Even earlier, when settlements and villages were located immediately behind the Garden Ring, it was just a continuation of Karetny Ryad. Now, the corner with Sadovoy is adorned with an office building, once reconstructed and restored according to an avant-garde project of the 30s for the Caterpillar company. Today, VimpelCom has settled there.
On the contrary, even before the Caterpillars, in the early 1980s, a house was demolished, which was not very well filmed in the last shots of Mikhail Kozakov’s iconic Pokrovsky Gates. The modest building at the corner of Arms and Krasnoproletarskaya had nothing to do with the mansion on Nashchokinsky Lane, turned into a communal apartment, where the heroes of the film settled.
In the distant past, when there were still gardens on the Garden Ring, Armory Lane lived, as it were, on its own. At the very first expansion of Sadovoye, he almost disappeared into it, and when the Mayakovsky tunnel was pierced under Gorky Street and Triumfalnaya Square, he completely turned into a reversal understudy of the ring.

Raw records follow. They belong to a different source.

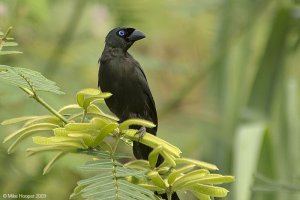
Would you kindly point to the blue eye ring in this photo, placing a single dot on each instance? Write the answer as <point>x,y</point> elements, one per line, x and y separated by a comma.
<point>121,33</point>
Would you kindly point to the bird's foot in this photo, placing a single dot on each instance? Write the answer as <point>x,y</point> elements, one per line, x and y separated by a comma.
<point>141,133</point>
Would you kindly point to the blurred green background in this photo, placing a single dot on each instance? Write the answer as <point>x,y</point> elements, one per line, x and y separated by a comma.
<point>224,75</point>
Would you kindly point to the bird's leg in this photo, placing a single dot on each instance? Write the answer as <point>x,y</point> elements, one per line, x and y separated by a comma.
<point>141,132</point>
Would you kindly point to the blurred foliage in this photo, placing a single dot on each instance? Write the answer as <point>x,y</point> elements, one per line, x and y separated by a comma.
<point>234,62</point>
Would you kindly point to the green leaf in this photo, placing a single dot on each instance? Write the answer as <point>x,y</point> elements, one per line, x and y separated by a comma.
<point>28,79</point>
<point>157,179</point>
<point>28,129</point>
<point>125,125</point>
<point>17,120</point>
<point>69,107</point>
<point>179,172</point>
<point>61,141</point>
<point>50,164</point>
<point>153,156</point>
<point>10,44</point>
<point>197,163</point>
<point>85,94</point>
<point>105,132</point>
<point>209,190</point>
<point>182,181</point>
<point>9,52</point>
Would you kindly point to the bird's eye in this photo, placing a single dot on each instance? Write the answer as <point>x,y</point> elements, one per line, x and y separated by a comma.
<point>121,33</point>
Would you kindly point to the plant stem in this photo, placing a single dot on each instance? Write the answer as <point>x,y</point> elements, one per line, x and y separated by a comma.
<point>116,145</point>
<point>83,116</point>
<point>7,33</point>
<point>48,107</point>
<point>43,103</point>
<point>169,196</point>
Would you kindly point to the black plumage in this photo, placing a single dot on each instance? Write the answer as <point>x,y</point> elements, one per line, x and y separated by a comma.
<point>121,75</point>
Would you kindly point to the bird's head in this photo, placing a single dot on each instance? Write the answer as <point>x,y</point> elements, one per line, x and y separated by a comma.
<point>123,38</point>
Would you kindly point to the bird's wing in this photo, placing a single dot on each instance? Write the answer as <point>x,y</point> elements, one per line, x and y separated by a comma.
<point>144,85</point>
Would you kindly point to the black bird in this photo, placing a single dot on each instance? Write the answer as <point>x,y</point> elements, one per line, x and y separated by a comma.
<point>121,75</point>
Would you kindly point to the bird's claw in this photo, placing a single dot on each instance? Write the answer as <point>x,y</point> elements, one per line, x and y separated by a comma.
<point>141,133</point>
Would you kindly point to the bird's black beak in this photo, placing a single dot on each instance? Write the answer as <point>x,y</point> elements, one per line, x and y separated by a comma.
<point>136,35</point>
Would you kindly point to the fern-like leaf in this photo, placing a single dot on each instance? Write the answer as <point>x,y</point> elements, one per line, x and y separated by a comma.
<point>111,182</point>
<point>29,79</point>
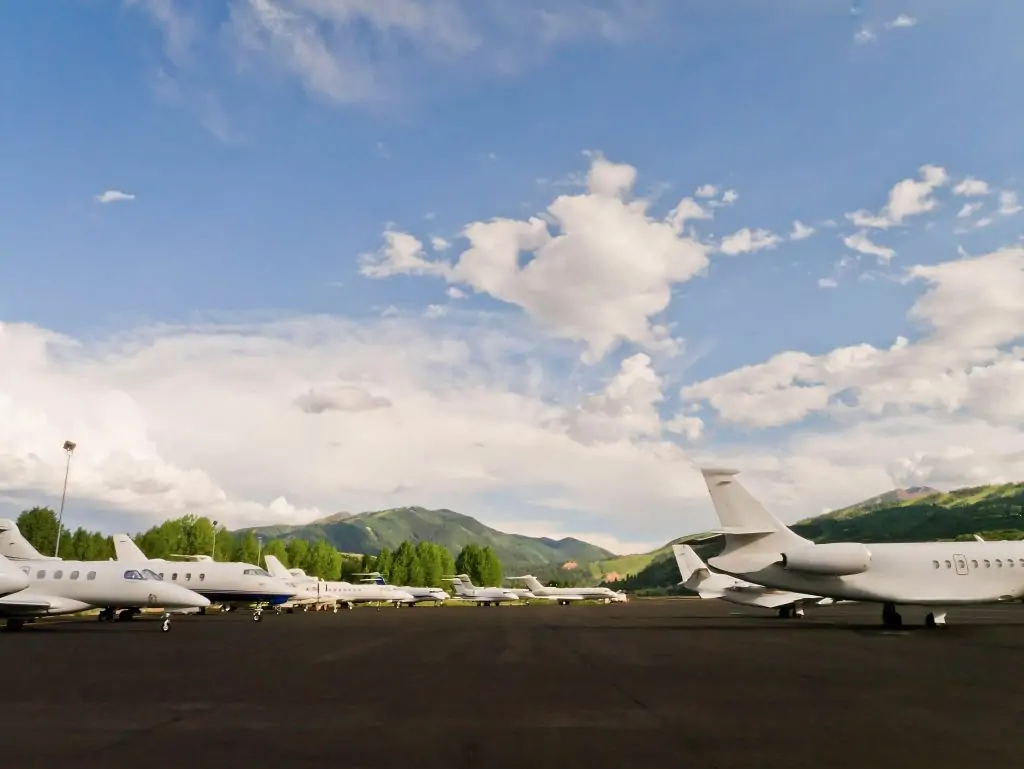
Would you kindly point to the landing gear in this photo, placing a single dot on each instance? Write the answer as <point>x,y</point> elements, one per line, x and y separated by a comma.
<point>891,617</point>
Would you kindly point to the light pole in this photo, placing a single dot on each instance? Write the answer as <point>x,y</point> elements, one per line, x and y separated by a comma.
<point>69,446</point>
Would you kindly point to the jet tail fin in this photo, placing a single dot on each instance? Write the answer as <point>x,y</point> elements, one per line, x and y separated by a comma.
<point>275,567</point>
<point>126,550</point>
<point>748,525</point>
<point>15,547</point>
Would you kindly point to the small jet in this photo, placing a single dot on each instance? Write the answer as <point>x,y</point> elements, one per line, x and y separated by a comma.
<point>227,583</point>
<point>696,577</point>
<point>465,590</point>
<point>335,593</point>
<point>566,595</point>
<point>59,587</point>
<point>761,549</point>
<point>420,595</point>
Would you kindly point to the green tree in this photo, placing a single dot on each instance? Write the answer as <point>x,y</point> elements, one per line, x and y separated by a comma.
<point>492,573</point>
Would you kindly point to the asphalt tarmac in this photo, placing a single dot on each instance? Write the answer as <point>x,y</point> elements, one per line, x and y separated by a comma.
<point>651,683</point>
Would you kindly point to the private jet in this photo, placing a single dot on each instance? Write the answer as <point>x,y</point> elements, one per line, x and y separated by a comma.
<point>227,583</point>
<point>761,549</point>
<point>59,587</point>
<point>564,596</point>
<point>465,590</point>
<point>696,577</point>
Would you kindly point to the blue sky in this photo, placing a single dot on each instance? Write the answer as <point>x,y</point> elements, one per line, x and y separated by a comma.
<point>267,144</point>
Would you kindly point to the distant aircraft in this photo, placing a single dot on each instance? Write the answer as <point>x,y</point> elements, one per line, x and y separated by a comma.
<point>565,595</point>
<point>229,584</point>
<point>465,590</point>
<point>59,587</point>
<point>420,595</point>
<point>939,574</point>
<point>696,577</point>
<point>335,593</point>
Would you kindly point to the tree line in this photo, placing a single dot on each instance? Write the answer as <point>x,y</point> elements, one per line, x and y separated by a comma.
<point>420,564</point>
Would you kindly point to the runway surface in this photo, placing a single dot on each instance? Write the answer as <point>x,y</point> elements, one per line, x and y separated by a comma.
<point>627,686</point>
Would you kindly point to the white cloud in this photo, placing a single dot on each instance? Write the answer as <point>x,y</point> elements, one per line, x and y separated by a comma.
<point>971,187</point>
<point>964,366</point>
<point>864,35</point>
<point>862,244</point>
<point>114,196</point>
<point>600,280</point>
<point>907,198</point>
<point>801,230</point>
<point>901,22</point>
<point>1008,203</point>
<point>357,51</point>
<point>747,241</point>
<point>283,421</point>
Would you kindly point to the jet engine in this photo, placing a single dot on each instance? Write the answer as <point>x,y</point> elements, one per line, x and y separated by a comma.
<point>838,559</point>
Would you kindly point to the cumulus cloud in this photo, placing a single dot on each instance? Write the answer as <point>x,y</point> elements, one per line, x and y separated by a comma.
<point>801,230</point>
<point>114,196</point>
<point>860,243</point>
<point>965,364</point>
<point>747,241</point>
<point>971,187</point>
<point>908,198</point>
<point>600,279</point>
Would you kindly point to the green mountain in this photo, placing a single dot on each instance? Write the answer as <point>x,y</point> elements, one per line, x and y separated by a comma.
<point>919,514</point>
<point>370,532</point>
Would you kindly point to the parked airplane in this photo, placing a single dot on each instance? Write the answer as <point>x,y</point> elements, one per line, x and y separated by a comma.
<point>59,587</point>
<point>335,593</point>
<point>465,590</point>
<point>761,549</point>
<point>696,577</point>
<point>229,584</point>
<point>420,595</point>
<point>11,578</point>
<point>565,595</point>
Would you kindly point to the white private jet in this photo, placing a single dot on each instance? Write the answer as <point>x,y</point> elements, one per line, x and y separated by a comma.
<point>59,587</point>
<point>565,595</point>
<point>939,574</point>
<point>420,595</point>
<point>229,584</point>
<point>338,592</point>
<point>696,577</point>
<point>465,590</point>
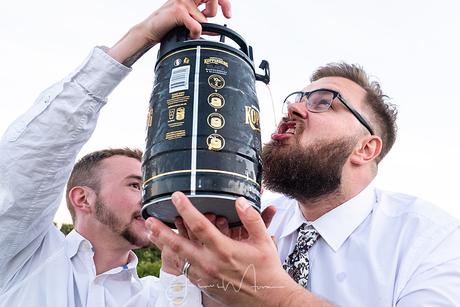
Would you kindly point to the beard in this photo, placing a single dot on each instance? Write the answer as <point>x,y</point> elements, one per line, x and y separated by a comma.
<point>109,218</point>
<point>306,173</point>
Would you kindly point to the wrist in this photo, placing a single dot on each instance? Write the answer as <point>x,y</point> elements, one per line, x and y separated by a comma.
<point>131,46</point>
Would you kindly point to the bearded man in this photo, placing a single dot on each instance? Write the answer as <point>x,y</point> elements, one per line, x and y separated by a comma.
<point>339,239</point>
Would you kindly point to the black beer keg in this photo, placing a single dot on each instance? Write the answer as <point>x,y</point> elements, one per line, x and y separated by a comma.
<point>203,129</point>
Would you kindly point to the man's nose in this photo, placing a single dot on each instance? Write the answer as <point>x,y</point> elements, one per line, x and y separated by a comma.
<point>298,109</point>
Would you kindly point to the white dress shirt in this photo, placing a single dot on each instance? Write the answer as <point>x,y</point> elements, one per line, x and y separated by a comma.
<point>38,265</point>
<point>377,249</point>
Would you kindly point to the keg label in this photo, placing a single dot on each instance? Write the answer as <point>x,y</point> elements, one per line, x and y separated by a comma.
<point>179,79</point>
<point>252,117</point>
<point>215,60</point>
<point>216,121</point>
<point>215,142</point>
<point>215,65</point>
<point>216,100</point>
<point>216,82</point>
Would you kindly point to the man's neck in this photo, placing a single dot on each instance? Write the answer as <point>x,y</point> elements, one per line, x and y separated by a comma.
<point>106,259</point>
<point>313,209</point>
<point>110,251</point>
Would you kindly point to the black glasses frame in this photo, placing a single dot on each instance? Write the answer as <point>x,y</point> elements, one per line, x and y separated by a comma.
<point>335,94</point>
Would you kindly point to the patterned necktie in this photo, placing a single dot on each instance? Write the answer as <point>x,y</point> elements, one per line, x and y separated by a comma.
<point>297,264</point>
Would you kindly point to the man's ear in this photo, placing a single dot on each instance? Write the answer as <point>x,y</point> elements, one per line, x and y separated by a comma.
<point>366,150</point>
<point>82,198</point>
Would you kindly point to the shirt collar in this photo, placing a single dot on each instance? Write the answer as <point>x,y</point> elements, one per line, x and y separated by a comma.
<point>74,240</point>
<point>338,224</point>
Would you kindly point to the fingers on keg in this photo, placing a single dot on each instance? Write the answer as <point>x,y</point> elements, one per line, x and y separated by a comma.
<point>181,229</point>
<point>268,214</point>
<point>222,225</point>
<point>164,237</point>
<point>251,219</point>
<point>196,222</point>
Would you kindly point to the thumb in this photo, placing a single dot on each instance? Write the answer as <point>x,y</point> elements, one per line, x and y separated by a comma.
<point>251,219</point>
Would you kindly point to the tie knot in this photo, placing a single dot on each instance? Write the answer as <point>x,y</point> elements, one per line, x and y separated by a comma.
<point>307,236</point>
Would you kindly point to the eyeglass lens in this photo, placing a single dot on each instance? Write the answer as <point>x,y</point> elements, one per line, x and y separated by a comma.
<point>318,101</point>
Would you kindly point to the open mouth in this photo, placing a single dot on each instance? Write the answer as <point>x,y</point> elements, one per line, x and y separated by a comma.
<point>285,129</point>
<point>138,217</point>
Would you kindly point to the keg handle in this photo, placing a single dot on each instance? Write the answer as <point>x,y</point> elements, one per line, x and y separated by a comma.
<point>265,78</point>
<point>226,32</point>
<point>181,34</point>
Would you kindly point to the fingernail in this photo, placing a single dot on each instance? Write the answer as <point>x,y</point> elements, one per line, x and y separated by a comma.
<point>176,198</point>
<point>243,203</point>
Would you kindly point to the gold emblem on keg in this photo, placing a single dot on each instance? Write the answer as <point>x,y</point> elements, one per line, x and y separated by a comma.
<point>216,100</point>
<point>180,113</point>
<point>216,82</point>
<point>252,117</point>
<point>216,120</point>
<point>215,142</point>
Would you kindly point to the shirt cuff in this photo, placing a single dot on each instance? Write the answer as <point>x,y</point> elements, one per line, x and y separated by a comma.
<point>179,290</point>
<point>100,73</point>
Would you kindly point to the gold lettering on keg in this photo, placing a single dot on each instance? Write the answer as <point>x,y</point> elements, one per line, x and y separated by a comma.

The houses on the Armory remained in fact only on one of the sides - the odd left. The only one on the right, where the alley begins, with Il-Patio and the Interfax agency, is only listed under the second number along the alley, but it is perceived exactly as a house on Tverskaya.
A fairly large square between Armory and Sadovo-Triumfalnaya was well renovated with obligatory Mayor's tiles on the paths and even preserved trees and shrubs. However, it is inhabited mainly by dog walkers, walkers and homeless people, since you can get to it only by crossing the highway, which is always full of cars.
The lane begins with a set of good establishments that change here with unenviable regularity and become more and more expensive every year, while clearly losing popularity. Previously, after press conferences at Interfax, troops from the writing and filming brethren always landed here. Now the press is a rarity, and the "paratroopers" are not visible.
Not to say that cultural life has ever been in full swing at the Armory - even as an understudy for Sadovoy, it is considered quiet. In addition, the neighborhood with Triumfalnaya Square, the Tchaikovsky Hall, theaters and the Peking restaurant also affects. Only the Museum of Music on Fadeeva Street, a stone's throw from the Armory, does not stop its active work, where excursions are supplemented by regular concerts of a very different plan.
But the courtyards in the depths of the Armory with traditional Moscow gates have somehow become quiet these days. Half of the passages today are blocked by fences and barriers, and they are used exclusively by locals who are sure that they will not wander into a dead end or into a yard-well, like in St. Petersburg.
Previously, the local Tversky-Yamsky streets and lanes were enlivened by those who visited patients at the N. N. Burdenko Research Institute of Neurosurgery, and the embassy public, here the Czech and Slovak quarters are nearby. Now there are few patients, and many diplomats have moved out. In this regard, several nice pubs and cafes were closed not far from the Armory.
Not in the courtyards and the flow of the public, which moved from Tverskaya and Mayakovka to the Palace of Pioneers on Miusskaya Square. Students with Miuss - from Mendeleevka and RSUH in the direction of Mayakovka, and therefore - Arms Lane, almost never go. Much closer is the lively and cozy Novoslobodskaya metro station with a full range of shops and cheap, by capital standards, of course, cafes.